Das Virtual Company Dossier (VCD) stellt einen „Behälter“ für Dokumente dar, die im Rahmen eines Ausschreibungsverfahrens von Bietern benötigt werden. Diese Dokumente sind beispielsweise Eignungsnachweise, die die Befugnis, die Zuverlässigkeit und die Leistungsfähigkeit des Bieters belegen. Derzeit sind diese Dokumente manuell durch den Bieter von den einzelnen ausstellenden Behörden und Organisationen einzuholen, um sie anschließend an die ausschreibende Stelle zu übertragen. Erschwerend kommt hinzu, dass es in den verschiedenen Mitgliedsstaaten der Europäischen Union keine einheitlichen Typen und Formate von Nachweisen gibt.
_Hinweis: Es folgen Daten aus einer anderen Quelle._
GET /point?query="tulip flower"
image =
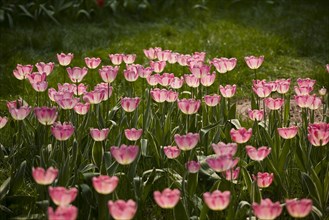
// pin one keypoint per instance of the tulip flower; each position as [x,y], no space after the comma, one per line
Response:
[167,199]
[133,134]
[228,91]
[189,106]
[124,154]
[254,62]
[264,180]
[187,142]
[222,163]
[129,104]
[3,121]
[63,213]
[256,114]
[225,149]
[65,59]
[122,210]
[44,177]
[258,154]
[99,135]
[92,63]
[62,132]
[45,115]
[171,152]
[241,135]
[45,67]
[299,208]
[62,196]
[217,200]
[105,184]
[318,134]
[212,100]
[288,133]
[267,210]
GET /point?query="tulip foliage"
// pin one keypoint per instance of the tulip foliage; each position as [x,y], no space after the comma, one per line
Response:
[149,142]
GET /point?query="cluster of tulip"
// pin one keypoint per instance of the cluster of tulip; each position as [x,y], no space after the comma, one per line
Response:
[78,99]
Demzufolge ist es für einen Bieter nicht trivial, die im Rahmen einer grenzüberschreitenden Ausschreibung geforderten Nachweise durch die in seinem Heimatland tatsächlich existierenden Nachweise zu erbringen.
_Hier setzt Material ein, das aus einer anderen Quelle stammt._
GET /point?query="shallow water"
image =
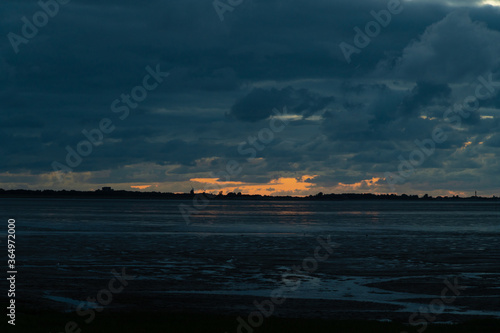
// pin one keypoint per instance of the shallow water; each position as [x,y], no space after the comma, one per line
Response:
[389,253]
An diesen Punkten sollen das VCD und die entsprechenden unterstützenden Systeme ansetzen, um den Bietern bei der Auswahl benötigter Nachweise, deren Einholung sowie der anschließenden Übermittlung an die ausschreibende Behörde zu unterstützen.
Das VCD bietet jedoch nicht nur Vorteile für Bieter sondern auch für die ausschreibenden Stellen. Durch das Hinzufügen von maschinenlesbaren bzw. –interpretierbaren Daten wird das strukturierte digitale Informationspaket maschinell verarbeitbar. Mit der automatischen Auswertung der Bewerberunterlagen auf Seiten der ausschreibenden Stelle gehen Zeit- und damit auch Kostenvorteile einher.